Anyone who suggests that he’s still no David Tennant should be made to sit down at loud-hailer shaped gun thing-point in front of the closing moments of this episode in which a mixture of guilt and bewilderment wash over him but unable to really show it in front of a companion who’s entirely unaware of the source and probably wouldn’t believe him anyway. There was some good support too from Robert Pugh as the stoic Tony and Nia Roberts who at least sought to turn her character into something approaching a real, if flawed human being. Richard Hope was similarly effective as Malohkeh, initially giving the impression of being a reptilian Mengele but turned out to be a good sort really. Despite the torture.

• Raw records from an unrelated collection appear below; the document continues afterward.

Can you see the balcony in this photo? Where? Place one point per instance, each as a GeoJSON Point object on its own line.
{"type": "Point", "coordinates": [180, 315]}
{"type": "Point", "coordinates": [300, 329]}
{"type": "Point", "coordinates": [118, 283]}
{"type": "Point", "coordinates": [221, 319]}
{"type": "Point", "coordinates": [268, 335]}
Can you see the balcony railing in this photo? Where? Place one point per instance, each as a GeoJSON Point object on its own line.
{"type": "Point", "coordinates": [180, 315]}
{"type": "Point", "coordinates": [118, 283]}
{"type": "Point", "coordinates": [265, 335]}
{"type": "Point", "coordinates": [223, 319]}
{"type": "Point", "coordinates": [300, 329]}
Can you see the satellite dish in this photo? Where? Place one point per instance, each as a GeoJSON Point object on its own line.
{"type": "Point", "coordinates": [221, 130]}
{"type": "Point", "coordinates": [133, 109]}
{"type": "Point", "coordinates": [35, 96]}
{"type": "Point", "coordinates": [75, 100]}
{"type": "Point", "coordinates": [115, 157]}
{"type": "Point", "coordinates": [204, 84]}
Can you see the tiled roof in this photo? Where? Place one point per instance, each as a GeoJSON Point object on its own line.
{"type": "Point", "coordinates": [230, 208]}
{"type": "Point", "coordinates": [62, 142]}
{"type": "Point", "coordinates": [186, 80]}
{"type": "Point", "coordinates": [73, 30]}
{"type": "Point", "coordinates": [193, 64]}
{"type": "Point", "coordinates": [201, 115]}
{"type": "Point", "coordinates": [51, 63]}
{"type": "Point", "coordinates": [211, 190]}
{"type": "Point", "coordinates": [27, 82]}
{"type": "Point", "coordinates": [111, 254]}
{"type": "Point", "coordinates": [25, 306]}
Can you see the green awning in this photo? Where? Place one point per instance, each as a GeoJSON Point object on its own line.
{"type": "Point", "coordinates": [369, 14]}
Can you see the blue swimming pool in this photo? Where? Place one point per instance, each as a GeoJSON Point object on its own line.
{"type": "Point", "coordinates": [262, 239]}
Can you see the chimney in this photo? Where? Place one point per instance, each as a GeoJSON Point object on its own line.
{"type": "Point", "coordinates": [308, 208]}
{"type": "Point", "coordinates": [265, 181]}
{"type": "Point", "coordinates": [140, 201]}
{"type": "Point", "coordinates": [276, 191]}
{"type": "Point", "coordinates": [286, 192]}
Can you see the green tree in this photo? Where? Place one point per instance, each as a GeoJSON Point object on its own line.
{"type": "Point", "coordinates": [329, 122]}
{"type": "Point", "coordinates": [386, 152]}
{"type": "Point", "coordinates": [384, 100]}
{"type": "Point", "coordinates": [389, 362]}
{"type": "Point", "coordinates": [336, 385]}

If only these performances weren’t being slightly undermined throughout with niggles like the reappearance of a hardly redressed Platform One from The End of the World (Cardiff’s The Chapel of Peace) and the CG explosion of the drill which was less convincing than a similar interpolated detonation on The Time Warrior dvd which was probably produced on a fraction of the budget. I was also finally drawn to admit that the rather generic make-up for this genus of Silurians simply lacked the imagination of the originals -- and omitting the third eye was vandalism basically. Why bother making the connection at all etc. etc.

Will Rory stay dead? Well, if Adric can be resurrected for an audio, it could be that when the Pandorica opens, the Doctor sacrifices the TARDIS to save him and put time back together. Which would be about right because I’m developing the opinion that the cracks are actually lesions created by the time machine, the Doctor’s travels having finally begun to create holes in space-time and that the cracks appear when he does something to change the natural order of events. When he said in The Beast Below that they shouldn’t become involved, he was right in every respect and that despite his decades long protestations to the contrary, he knows less about what he’s doing than Rose in Father’s Day.